Il faut dire que depuis mars 2022, c’est un véritable feuilleton qui se déroule dans l’estuaire de la Gironde. Avec 10 000 tonnes de saumons produits par an, Pure Salmon veut répondre à 5% de la consommation française, grâce à un investissement de 275 millions d’euros. Sans oublier la promesse la création de 250 nouveaux emplois, sur un territoire qui souffre d’un fort taux de chômage. Le tout dans une zone Natura 2000. Les collectifs ne sont donc pas prêts à lâcher l’affaire pour mettre fin à ce projet, « qui nous semble toujours très artificiel dans sa conception et son fonctionnement », lance Alain Durand-Lasserve. 

D’où proviendra l’eau nécessaire à cet élevage ?

Pure Salmon souhaitait initialement puiser directement l’eau nécessaire à sa production dans les nappes profondes. Mais ces dernières renferment les réserves d’eau douce du département, d’ores et déjà menacées par le stress hydrique. Dès septembre 2023, Pure Salmon a dû retravailler sa demande d’autorisation environnementale concernant les études sur le prélèvement d’eau, suite à une demande de l’État, et avant de déposer son dossier le 13 octobre à travers un document ICPE (Installations classées protection de l’environnement). Mais le 20 novembre, la Commission locale de l’eau (CLE) du Schéma d’aménagement et de gestion des eaux (Sage) des nappes profondes de Gironde rend son verdict à l’entreprise : il est négatif en l’état, les études apportées étant considérées comme insuffisantes. 

La problématique de l’eau est d’autant plus importante que « les besoins en eau dans le cadre de ce projet ont considérablement augmenté depuis le début », explique Alain Durand-Lasserve. « On était au début du projet à une consommation de 2 200 m3 par jour. Ce qui voulait dire quelque chose comme 600 ou 800 000 m3 par an. On est maintenant passé à 2 300 000 m3 par an ».

Beaucoup de questions en suspens

D’autres préoccupations autour du projet concernent l’environnement et la question du bien-être animal. « Il faut considérer l’estuaire de la Gironde comme le dernier naturel d’Europe. C’est un estuaire encore très sauvage et très bien préservé, souligne Alain Durand-Lasserve. Et le projet industriel est implanté au milieu de cette zone […] Il est clair que même le chantier va apporter une atteinte gravissime à son fonctionnement »
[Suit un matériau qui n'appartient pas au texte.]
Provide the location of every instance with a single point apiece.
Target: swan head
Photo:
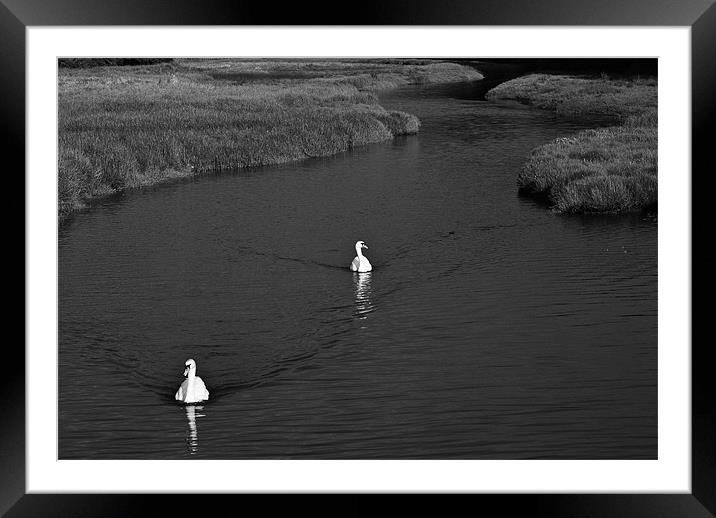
(190, 368)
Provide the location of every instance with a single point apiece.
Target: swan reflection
(363, 294)
(192, 437)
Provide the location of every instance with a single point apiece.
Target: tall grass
(606, 170)
(133, 126)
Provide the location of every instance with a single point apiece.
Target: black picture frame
(17, 15)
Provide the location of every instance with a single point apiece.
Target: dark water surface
(489, 328)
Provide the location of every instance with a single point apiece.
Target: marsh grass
(126, 127)
(605, 170)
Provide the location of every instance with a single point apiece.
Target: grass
(607, 170)
(131, 126)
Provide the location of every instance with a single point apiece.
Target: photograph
(357, 258)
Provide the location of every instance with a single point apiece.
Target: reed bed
(132, 126)
(607, 170)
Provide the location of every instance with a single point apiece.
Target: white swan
(192, 389)
(361, 262)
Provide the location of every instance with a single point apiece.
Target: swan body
(192, 389)
(361, 262)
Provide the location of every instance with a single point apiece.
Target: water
(489, 328)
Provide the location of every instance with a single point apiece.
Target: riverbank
(606, 170)
(133, 126)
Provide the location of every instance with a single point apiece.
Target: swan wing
(181, 393)
(201, 391)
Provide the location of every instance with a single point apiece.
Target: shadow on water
(363, 303)
(193, 412)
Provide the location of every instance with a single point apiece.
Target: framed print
(517, 316)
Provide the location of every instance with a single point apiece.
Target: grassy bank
(606, 170)
(124, 127)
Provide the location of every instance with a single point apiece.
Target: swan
(361, 262)
(192, 389)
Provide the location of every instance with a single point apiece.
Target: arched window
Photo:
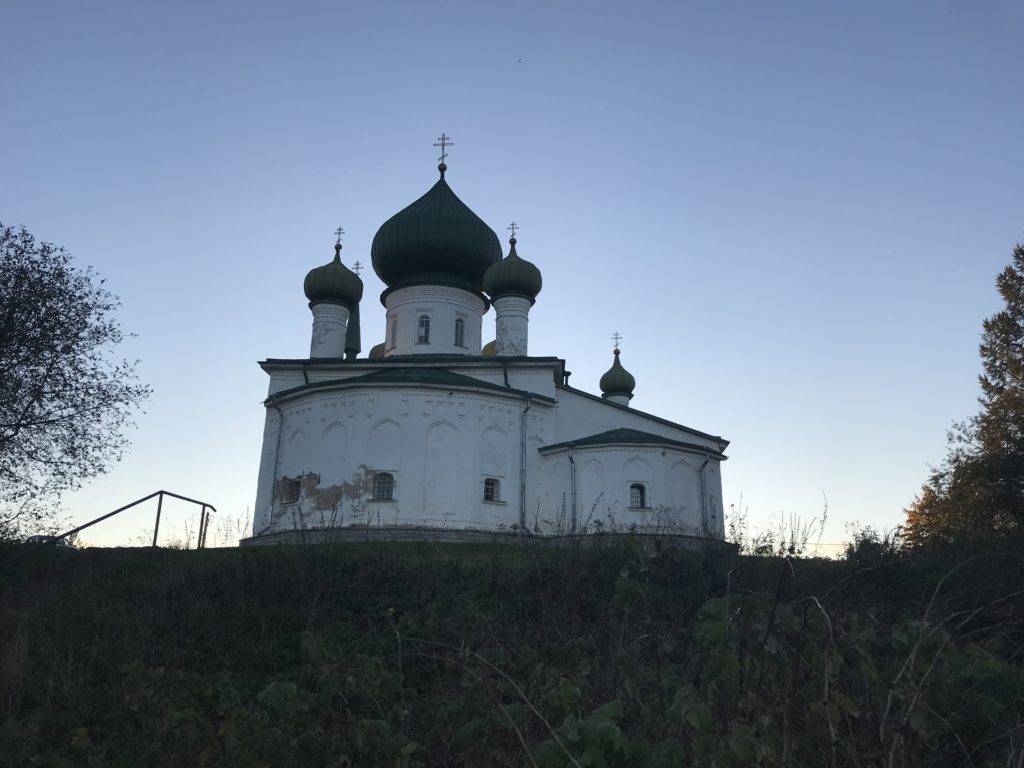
(383, 486)
(638, 496)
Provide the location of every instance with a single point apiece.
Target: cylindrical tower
(513, 285)
(334, 292)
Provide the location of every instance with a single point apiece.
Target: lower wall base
(456, 536)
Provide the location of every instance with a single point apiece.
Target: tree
(65, 399)
(980, 485)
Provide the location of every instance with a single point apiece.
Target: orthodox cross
(443, 142)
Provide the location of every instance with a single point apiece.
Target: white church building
(435, 433)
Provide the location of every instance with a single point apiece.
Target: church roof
(436, 240)
(626, 436)
(608, 403)
(512, 276)
(333, 283)
(616, 379)
(432, 377)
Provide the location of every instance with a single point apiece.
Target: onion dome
(334, 283)
(617, 380)
(435, 241)
(512, 276)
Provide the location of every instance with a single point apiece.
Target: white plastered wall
(443, 305)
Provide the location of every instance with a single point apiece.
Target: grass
(420, 653)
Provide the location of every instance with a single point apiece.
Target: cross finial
(443, 142)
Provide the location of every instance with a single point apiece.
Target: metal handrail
(204, 522)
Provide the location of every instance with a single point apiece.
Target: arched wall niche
(495, 452)
(334, 445)
(440, 500)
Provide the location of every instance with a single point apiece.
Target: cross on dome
(443, 142)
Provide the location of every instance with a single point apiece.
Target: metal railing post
(156, 527)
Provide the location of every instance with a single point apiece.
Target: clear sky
(794, 212)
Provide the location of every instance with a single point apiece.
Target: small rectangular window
(492, 489)
(423, 330)
(289, 489)
(638, 496)
(383, 486)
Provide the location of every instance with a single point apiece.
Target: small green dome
(512, 276)
(436, 240)
(617, 380)
(334, 282)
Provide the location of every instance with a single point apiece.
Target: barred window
(638, 496)
(289, 489)
(492, 489)
(384, 486)
(423, 333)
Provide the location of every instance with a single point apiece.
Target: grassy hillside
(496, 655)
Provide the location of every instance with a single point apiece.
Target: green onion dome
(512, 276)
(435, 241)
(334, 283)
(616, 380)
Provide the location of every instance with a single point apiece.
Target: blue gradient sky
(794, 212)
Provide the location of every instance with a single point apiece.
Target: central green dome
(435, 241)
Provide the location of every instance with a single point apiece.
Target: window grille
(289, 489)
(638, 496)
(383, 486)
(492, 489)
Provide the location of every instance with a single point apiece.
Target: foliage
(980, 485)
(64, 401)
(508, 655)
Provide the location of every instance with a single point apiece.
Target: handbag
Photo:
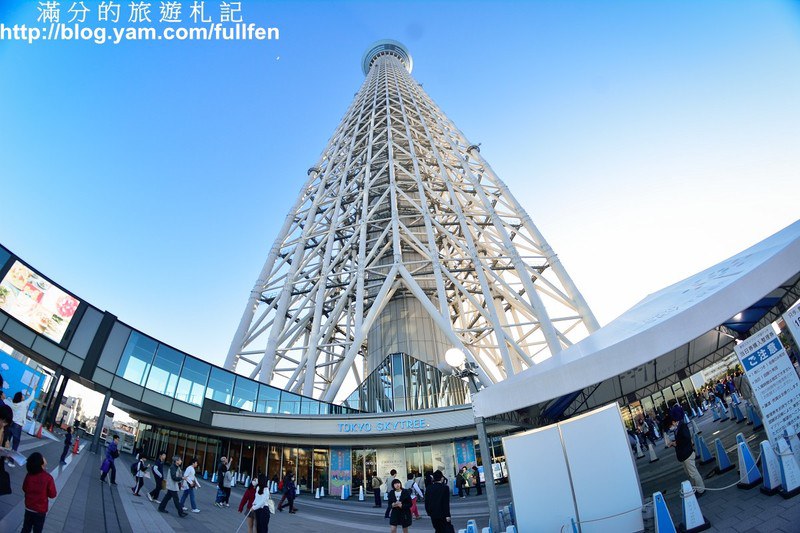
(5, 483)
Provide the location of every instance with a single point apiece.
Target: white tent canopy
(664, 333)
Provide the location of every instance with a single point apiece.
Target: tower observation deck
(403, 239)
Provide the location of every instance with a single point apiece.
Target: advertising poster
(36, 302)
(465, 453)
(388, 459)
(19, 377)
(340, 470)
(773, 379)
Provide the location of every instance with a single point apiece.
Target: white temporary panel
(604, 477)
(539, 479)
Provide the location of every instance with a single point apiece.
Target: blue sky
(647, 140)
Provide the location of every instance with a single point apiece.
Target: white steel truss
(402, 205)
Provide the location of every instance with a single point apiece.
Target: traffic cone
(652, 450)
(693, 519)
(790, 472)
(794, 443)
(703, 451)
(749, 475)
(639, 452)
(723, 463)
(663, 520)
(772, 470)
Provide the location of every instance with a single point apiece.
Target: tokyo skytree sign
(403, 239)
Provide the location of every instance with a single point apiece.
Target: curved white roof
(674, 320)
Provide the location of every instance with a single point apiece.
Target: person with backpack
(39, 487)
(376, 490)
(158, 475)
(174, 480)
(413, 488)
(138, 470)
(112, 452)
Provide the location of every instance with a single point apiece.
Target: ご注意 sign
(774, 380)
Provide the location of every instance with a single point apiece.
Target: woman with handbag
(261, 506)
(400, 505)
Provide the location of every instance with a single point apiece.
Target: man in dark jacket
(437, 504)
(684, 450)
(158, 475)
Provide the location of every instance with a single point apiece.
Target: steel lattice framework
(402, 206)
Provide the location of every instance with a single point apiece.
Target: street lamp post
(461, 369)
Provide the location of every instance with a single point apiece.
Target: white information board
(604, 476)
(539, 480)
(792, 319)
(773, 379)
(581, 469)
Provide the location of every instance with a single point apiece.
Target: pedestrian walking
(19, 406)
(222, 469)
(437, 504)
(138, 470)
(247, 503)
(67, 445)
(112, 452)
(400, 505)
(174, 481)
(158, 475)
(39, 487)
(416, 494)
(261, 506)
(289, 489)
(476, 480)
(684, 450)
(191, 483)
(376, 484)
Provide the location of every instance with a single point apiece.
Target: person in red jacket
(38, 488)
(247, 502)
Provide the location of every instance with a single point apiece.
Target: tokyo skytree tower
(403, 239)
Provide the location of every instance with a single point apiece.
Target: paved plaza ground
(85, 504)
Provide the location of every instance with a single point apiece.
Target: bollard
(693, 519)
(757, 424)
(790, 473)
(738, 413)
(652, 450)
(723, 463)
(663, 520)
(703, 451)
(749, 475)
(772, 470)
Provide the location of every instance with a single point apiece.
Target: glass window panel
(245, 394)
(309, 407)
(269, 399)
(220, 386)
(165, 371)
(290, 403)
(192, 384)
(136, 358)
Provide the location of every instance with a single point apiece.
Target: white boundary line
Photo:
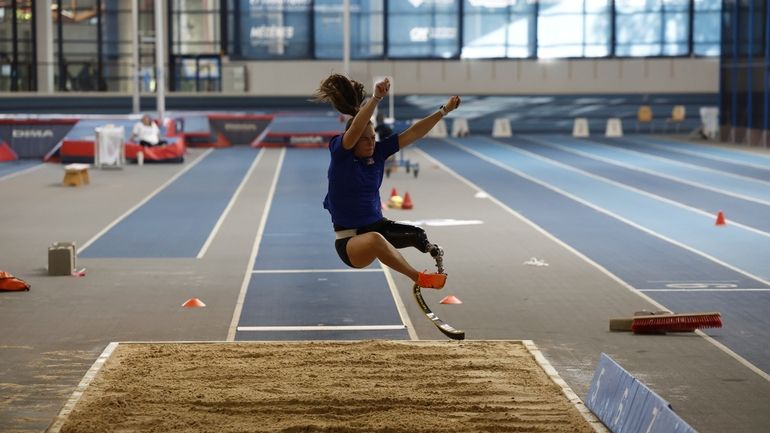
(608, 213)
(61, 418)
(648, 171)
(552, 374)
(623, 186)
(399, 304)
(704, 290)
(671, 161)
(309, 271)
(224, 214)
(20, 172)
(255, 249)
(599, 267)
(323, 328)
(145, 200)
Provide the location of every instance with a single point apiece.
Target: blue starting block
(626, 405)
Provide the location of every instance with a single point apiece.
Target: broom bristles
(676, 322)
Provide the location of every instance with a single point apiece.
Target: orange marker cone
(407, 204)
(720, 219)
(193, 303)
(450, 300)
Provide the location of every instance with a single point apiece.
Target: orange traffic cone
(407, 204)
(720, 219)
(193, 303)
(450, 300)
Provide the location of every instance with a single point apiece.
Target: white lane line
(599, 267)
(61, 418)
(399, 303)
(20, 172)
(322, 328)
(624, 186)
(145, 200)
(704, 290)
(607, 212)
(648, 171)
(224, 214)
(309, 271)
(255, 249)
(672, 161)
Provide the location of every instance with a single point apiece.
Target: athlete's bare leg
(363, 249)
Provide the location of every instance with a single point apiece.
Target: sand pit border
(551, 372)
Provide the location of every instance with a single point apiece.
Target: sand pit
(369, 386)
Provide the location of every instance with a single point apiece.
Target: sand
(369, 386)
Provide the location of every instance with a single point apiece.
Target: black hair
(344, 94)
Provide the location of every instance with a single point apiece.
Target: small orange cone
(193, 303)
(450, 300)
(407, 204)
(720, 219)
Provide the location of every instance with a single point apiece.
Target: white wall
(506, 77)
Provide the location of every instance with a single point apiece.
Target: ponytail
(344, 94)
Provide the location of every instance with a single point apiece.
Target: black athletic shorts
(399, 235)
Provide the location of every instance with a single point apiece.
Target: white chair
(460, 127)
(614, 127)
(580, 128)
(502, 128)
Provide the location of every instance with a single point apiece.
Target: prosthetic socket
(402, 236)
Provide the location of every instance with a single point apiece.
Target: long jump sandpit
(324, 386)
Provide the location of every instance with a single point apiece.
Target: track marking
(61, 418)
(591, 262)
(704, 290)
(255, 249)
(607, 212)
(309, 271)
(145, 200)
(686, 164)
(624, 186)
(399, 303)
(224, 214)
(322, 328)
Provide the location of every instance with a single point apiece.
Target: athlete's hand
(452, 103)
(382, 88)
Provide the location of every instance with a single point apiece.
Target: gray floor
(54, 332)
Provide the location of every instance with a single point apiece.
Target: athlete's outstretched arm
(422, 127)
(358, 126)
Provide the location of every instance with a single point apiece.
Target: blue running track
(177, 221)
(660, 247)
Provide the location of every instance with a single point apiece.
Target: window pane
(570, 28)
(366, 29)
(501, 28)
(275, 29)
(423, 29)
(638, 27)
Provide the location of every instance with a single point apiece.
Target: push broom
(660, 322)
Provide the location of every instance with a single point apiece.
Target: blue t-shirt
(353, 199)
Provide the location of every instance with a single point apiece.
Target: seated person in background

Sans compter le manque de transparence de l’entreprise, selon les associations. « Les données qu’ils nous fournissaient étaient très souvent inexactes », affirme Maÿlis Durand-Lasserve, également membre la Sepanso Gironde. « Ils affirment qu’ils ont des fermes aux Etats-Unis et au Japon qui produisent 10 000 tonnes de saumon par an. Après vérification, elles sont pour l’une au stade du début de construction et pour l’autre en chantier ». L’ancienne professeure agrégée en sciences sociales questionne aussi la possible création de 250 emplois. « Pour l’instant, il est très difficile de répondre à cette question. Mais nous savons que les prévisions pour les autres fermes de Pure Salmon aux États-Unis et au Japon ont de moins de 250 emplois », soutient-elle. 

Reste à savoir quelles pourraient être les mesures prises par les collectifs, une fois que la ferme-usine verra le jour. « Il y aurait vraisemblablement de très nombreux recours », affirme Alain Durand-Lasserve. « Les démarches sont complexes, c’est très long. Mais il y a des recours pour contester les conditions dans lesquelles ce projet a été conçu, et la décision a finalement été prise ». Maÿlis Durand-Lasserve, de son côté, pointe « l’enquête publique qui aura lieu avant l’autorisation« . « Évidemment, nous participerons à l’enquête publique avec les autres associations qui s’opposent au projet ».